Anatomy of an orthopedic shoe

You’ll be probably surprised but not all parents even know how the separate elements of a child’s orthopedic shoe called, not to mention about knowing the real anatomy of such footwear. In this article, we tried to tell you about the most essential children’s orthopedic shoes’ details!
The sole should be flexible. This can be checked by bending the shoe. The sole should be non-slippery (a lug sole, for example). This applies not just to winter shoes, which have to be like this, but also to any other type of shoes.
The counter should be solid (without any cutouts) and stiff enough to hold the foot tightly and prevent it from slipping and twisting to the side. Pay attention that the counter has a rounded top and doesn’t cut into the bones located on the feet sides.
A small heel is necessary for gait development.
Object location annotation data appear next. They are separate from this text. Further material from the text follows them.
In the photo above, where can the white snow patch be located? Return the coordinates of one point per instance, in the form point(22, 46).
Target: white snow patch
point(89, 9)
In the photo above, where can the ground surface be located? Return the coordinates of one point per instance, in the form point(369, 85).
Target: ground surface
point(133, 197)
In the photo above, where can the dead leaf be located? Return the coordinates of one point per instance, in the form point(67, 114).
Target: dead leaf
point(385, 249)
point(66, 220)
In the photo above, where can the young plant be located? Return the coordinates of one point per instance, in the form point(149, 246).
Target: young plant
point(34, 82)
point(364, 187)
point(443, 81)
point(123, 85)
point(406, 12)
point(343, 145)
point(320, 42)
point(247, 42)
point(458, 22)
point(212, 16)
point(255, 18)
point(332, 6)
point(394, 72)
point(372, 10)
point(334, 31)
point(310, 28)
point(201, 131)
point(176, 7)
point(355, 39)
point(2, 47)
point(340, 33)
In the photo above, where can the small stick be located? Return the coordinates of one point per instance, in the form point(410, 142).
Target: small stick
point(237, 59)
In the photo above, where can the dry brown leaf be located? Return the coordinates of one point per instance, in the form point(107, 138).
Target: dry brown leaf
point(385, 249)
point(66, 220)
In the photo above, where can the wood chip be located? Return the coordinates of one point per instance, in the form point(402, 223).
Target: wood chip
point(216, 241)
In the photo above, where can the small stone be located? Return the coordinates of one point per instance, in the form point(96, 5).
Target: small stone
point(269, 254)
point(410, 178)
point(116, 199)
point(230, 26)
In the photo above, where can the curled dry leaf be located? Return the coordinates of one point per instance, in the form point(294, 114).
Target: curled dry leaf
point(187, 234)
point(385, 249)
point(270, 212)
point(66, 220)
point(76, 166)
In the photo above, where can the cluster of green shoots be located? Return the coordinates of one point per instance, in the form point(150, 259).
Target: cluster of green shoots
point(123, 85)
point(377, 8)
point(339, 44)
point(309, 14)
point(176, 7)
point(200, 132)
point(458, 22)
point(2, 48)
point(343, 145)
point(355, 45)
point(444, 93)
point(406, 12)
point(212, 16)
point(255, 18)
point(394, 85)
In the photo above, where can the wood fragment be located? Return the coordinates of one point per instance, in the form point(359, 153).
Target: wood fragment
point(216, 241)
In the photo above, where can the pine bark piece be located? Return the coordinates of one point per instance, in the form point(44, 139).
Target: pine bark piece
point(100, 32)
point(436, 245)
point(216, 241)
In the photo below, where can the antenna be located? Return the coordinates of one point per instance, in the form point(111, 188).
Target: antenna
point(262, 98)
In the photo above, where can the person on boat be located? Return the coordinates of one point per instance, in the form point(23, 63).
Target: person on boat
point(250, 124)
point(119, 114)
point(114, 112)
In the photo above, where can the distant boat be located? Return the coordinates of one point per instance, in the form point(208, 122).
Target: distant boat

Its height should be no more than 5-7 mm.
Instep support
For the prevention of flat feet, children's shoes often have instep support, which helps in the development of a normal foot arch. However, this doesn’t mean that the absence of instep support will necessarily result in flat feet. The instep support should be flexible so that it squeezes and straightens under the foot pressure. The instep support shouldn’t be too large, otherwise, this can lead to foot development disorders, and the child will twist his feet outwards.
The fastener should be adjustable in order to fix the shoe on the foot well. Even a one-year-old baby can take off and put on Velcro shoes, so choosing such models indeed makes sense.